This article was written over 18 months ago and may contain information that is out of date. Some content may be relevant but please refer to the relevant official documentation or available resources for the latest information.

Introduction

When I started to learn XState for the first time, I found the docs somewhat difficult to interpret. Perhaps this was because the docs show a number of concepts at the same time that I was not familiar with as a developer coming from a Redux or React Context background. So I decided to write this article to help others learn XState step-by-step!

What is XState?

XState is a state management library for JavaScript. The idea behind it is a little bit different than Redux or React Context as it is not necessary to use a global store or wrap the whole application in a provider. It is just a simple way to manage the state of your application, and separate the logic from the view so it helps you to write clean and readable code.

Getting started

In this tutorial, we will use XState with 3 React examples that will increase in difficulty.

Introductory level (Counter example)

In this example, we will create a simple counter application with React, and use XState to increment and decrement the counter state.

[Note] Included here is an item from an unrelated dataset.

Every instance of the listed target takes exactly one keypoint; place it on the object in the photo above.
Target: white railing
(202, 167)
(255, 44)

After you create a new React project using create-react-app, clean the starter template, and build this simple UI in the App.js file.

image

Now install XState, and add it using this command:

npm install xstate

Also, we will need @xstate/react to connect XState with React.

npm install @xstate/react

Now, create a new file, name it counterMachine, and add the following code:

import { createMachine, assign } from 'xstate';

export const counterMachine = createMachine({
  context: { 
    // Here, we will define the initial state of the machine
   },
  on: {
    // Here we will define the events that will trigger the transitions.
  },
});

As you can see, we are using the createMachine function from XState to create a new machine, and we are using the context property to define the initial state of the machine. Also, we are using the on property to define the events that will trigger the transitions.

Now, let's create the context (the initial state to our state machine).

context: {
  count: 0,
}

Let's add our two events to our state machine.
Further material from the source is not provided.